Introduce ArgumentsProvider that computes the cartesian product of collections of datapoints

marcphilipp commented 6 years ago

This issue originates from a dicussion in https://github.com/junit-team/junit5/pull/1422#issuecomment-390582297.

While often it suffices to specify each set of arguments for the invocation of a parameterized test explicitly, there are cases where it's simply the combination of lists of potential values for each parameter, i.e. the cartesian product of these collections. While it's certainly already possible to compute these combinations manually, e.g. in a method referenced by @MethodSource, it would be more convenient if there were a declarative way to specify that.

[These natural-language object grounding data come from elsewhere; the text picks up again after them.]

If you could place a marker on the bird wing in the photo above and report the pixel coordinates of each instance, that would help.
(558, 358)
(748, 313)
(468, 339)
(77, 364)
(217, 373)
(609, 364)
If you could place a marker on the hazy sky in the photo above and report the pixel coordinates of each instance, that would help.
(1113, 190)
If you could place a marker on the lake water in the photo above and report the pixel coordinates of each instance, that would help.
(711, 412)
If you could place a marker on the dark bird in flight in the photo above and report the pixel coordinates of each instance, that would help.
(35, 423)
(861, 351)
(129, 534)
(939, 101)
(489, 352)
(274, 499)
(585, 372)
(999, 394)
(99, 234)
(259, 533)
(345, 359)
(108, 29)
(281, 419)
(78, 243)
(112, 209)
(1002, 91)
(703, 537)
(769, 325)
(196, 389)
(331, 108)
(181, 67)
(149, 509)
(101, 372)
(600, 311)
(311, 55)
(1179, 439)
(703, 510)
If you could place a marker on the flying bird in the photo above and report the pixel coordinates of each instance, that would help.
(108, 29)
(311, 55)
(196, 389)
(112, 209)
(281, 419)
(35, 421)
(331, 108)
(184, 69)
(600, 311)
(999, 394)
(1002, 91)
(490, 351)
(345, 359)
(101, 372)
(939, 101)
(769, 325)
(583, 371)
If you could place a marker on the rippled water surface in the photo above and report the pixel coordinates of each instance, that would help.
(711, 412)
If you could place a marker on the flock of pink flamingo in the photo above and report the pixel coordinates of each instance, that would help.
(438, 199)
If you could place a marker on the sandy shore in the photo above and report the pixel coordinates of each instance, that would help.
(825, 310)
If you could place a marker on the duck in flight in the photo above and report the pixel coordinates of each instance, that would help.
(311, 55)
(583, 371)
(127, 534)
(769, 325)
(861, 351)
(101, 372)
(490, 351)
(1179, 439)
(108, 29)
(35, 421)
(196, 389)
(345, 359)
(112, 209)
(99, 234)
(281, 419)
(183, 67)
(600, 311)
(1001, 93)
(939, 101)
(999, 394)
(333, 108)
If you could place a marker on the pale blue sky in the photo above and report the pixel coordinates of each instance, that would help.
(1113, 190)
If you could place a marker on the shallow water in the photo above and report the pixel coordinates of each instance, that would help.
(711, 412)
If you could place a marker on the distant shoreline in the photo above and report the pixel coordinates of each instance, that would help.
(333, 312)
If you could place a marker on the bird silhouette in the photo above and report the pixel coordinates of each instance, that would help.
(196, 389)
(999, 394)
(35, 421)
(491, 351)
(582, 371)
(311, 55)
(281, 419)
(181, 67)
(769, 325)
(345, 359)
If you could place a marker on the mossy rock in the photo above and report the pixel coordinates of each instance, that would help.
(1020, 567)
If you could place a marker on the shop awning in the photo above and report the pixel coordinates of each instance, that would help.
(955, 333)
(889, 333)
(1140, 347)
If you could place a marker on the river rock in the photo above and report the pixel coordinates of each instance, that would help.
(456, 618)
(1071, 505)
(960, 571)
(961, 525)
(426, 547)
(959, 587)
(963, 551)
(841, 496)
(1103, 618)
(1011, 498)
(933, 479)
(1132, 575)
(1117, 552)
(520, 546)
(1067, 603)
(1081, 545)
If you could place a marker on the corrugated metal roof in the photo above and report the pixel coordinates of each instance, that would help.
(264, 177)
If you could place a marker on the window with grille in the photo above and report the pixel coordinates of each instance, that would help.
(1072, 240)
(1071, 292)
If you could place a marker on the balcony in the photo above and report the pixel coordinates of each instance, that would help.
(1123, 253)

Recently, @sormuras has written a sample CartesianProductProvider extension which does that by implementing TestTemplateInvocationContextProvider. However, by implementing this functionality as a ArgumentsProvider users would not have to learn a new concept and we could reuse the existing infrastructure.

One possibility would be to use fields and methods, like the Theories runner from JUnit 4.

@BaseSet
static final Set<String> strings = Set.of("foo", "bar");

@BaseSet
static Set<Integer> ints() {
    return Set.of(23, 42);
}

@ParameterizedTest
@AllCombinationsSource
void test(String a, int b) {...}

@junit-team/junit-lambda Thoughts?

Deliverables

[ ] Introduce new ArgumentsProvider and related annotations

sbrannen commented 6 years ago

I think that sounds reasonable in terms of a new feature.

The hardest part will be coming up with good names for the annotations. 😉

marcphilipp commented 6 years ago

Maybe, instead of introducing a bunch of new annotations, a simple API to combine sets of arguments from a @MethodSource method would be enough.

Something like

static Collection<Arguments> cartesianProduct() {
    return Arguments.builder(Set.of("foo", "bar"))
        .combineWith(Set.of(23, 42))
        .build();
}

or

static Collection<Arguments> cartesianProduct() {
    return Arguments.cartesianProduct(Set.of("foo", "bar"), Set.of(23, 42));
}

sbrannen commented 6 years ago

True, that may prove more elegant, and it definitely avoids an explosion of annotations (which we should aim to avoid).

So I agree: let's go with a programmatic approach via @MethodSource first and see what people think of that!

sbrannen commented 6 years ago

Though I would have Arguments.cartesianProduct() return a Set instead of a Collection, since it must be a set by definition -- right? 🤔

marcphilipp commented 6 years ago

Well, a Set is a Collection... 😉

While, mathematically speaking, it must be a set, I think we should be more lenient than that. I think we should make it work with arbitrary Collections and just return a Collection or Iterable. So, for instance, if one passes a List including duplicates (according to equals()), we would include the duplicates in the resulting Collection. Does that make sense?

sbrannen commented 6 years ago

Ummmm.... no, not really. 😇

My point was that the framework should actually require/enforce set semantics and avoid duplicated invocations of equivalent products.

Does that make sense? 😉

marcphilipp commented 6 years ago

I think that's debatable because of potentially broken/slow equals implementations... 🤔

sbrannen commented 6 years ago

Hmmmmmmmmmmmmm

sbrannen commented 6 years ago

I can't see your method signature for Arguments.cartesianProduct().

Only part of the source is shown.